The Works Outing

National Trust, Yorkshire
Sledmere House (Wikimedia Commons)

Sledmere House (Wikimedia Commons)

It was our Works Outing, our Grand Day Out, our Jolly.  It was a day we volunteers at the National Trust’s Fountains Abbey and Studley Royal had been waiting for: our reward (though not entirely free) for good behaviour over the past few months.  A coach would collect us and deliver us to spend time at two destinations well worth visiting over in East Yorkshire: Sledmere, and Burton Agnes.

Both places belong to – no, not a rival organisation: everyone concerned’s aim is to preserve and enhance our heritage for us, and for future generations – but a different one, the Historic Houses Association.  Both places are visited as much for their gardens as the houses themselves.

Well, just look at this.  This is the view from the coach window.

A very British view.

A very British view.

So much for the gardens then.  A real shame.  Sledmere‘s grounds are extensive, and offer cunningly tweaked panoramas of the surrounding countryside.  They were developed in the late 18th century by Capability Brown, then at the height of his popularity. Apparently unending vistas of manicured countryside, easy on the eye, were what was required.   The local village got in the way of the view?  Easy.  Move it and re-build it.  The villagers will get used to it.

A quick glance at the grounds from the library.

A quick glance at the grounds from the library.

We were able to admire the grounds from the protection of the house, but not so the planted areas, in particular the walled gardens. We favoured a nice cup of coffee and a home-made cake in the cafe instead. We’ll want to go back when the sun is shining.

Sir Christopher busied himself in having his house as well as his garden improved.  The plaster work designed by the celebrated Joseph Rose is said to be the finest in England.

Plasterwork ceiling.

Plasterwork ceiling.

As is the Long Library, extending the length of the building, a long, light-filled and elegant space.

The library.

The library.

There are curiosities too, such as the Turkish room designed for Sir Mark, 6th Baronet in 1913.  Every surface here is covered in specially designed Armenian tiles.

The Turkish room.

The Turkish room.

The house might have disappeared from view in 1911 though.  A catastrophic fire broke out while the 5th Baronet, Sir Tatton Sykes, was dining. He insisted on staying to finish his pudding. But estate workers, farm hands, villagers, children from the local school, anyone and everyone else turned to and dragged out furnishings, pictures, statues, china, carpets, even doors and banisters.  As muscular estate workers struggled out with the monstrously heavy copy of the Belvedere Apollo, the ceiling fell.  And since then, thanks to the detailed plan which survived, the whole thing has been meticulously restored.  You can read all about it here.

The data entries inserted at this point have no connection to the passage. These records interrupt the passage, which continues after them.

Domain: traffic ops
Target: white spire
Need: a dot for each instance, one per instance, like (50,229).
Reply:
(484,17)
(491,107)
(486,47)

Off to Burton Agnes then.  This Tudor Renaissance hall was built between 1590 and 1610, and has remained within the same family for more than 400 years: the original Manor house was built as long ago as 1173.

Burton Agnes (Wikimedia Commons)

Burton Agnes (Wikimedia Commons)

It’s a family home, albeit a privileged one.  It’s a home which has been filled with everything from magnificent Jacobean carvings, Impressionist paintings, and more recent artworks.   This is a home that is lived in and loved.  Here’s a quick glimpse of what the visitor can see.  As to the award-winning walled garden, the woodland gardens … well, we didn’t visit those on this particularly soggy day.  We might be British, but we’re not that daft.  The house offered sufficient enjoyment, and the gardens will be there another day.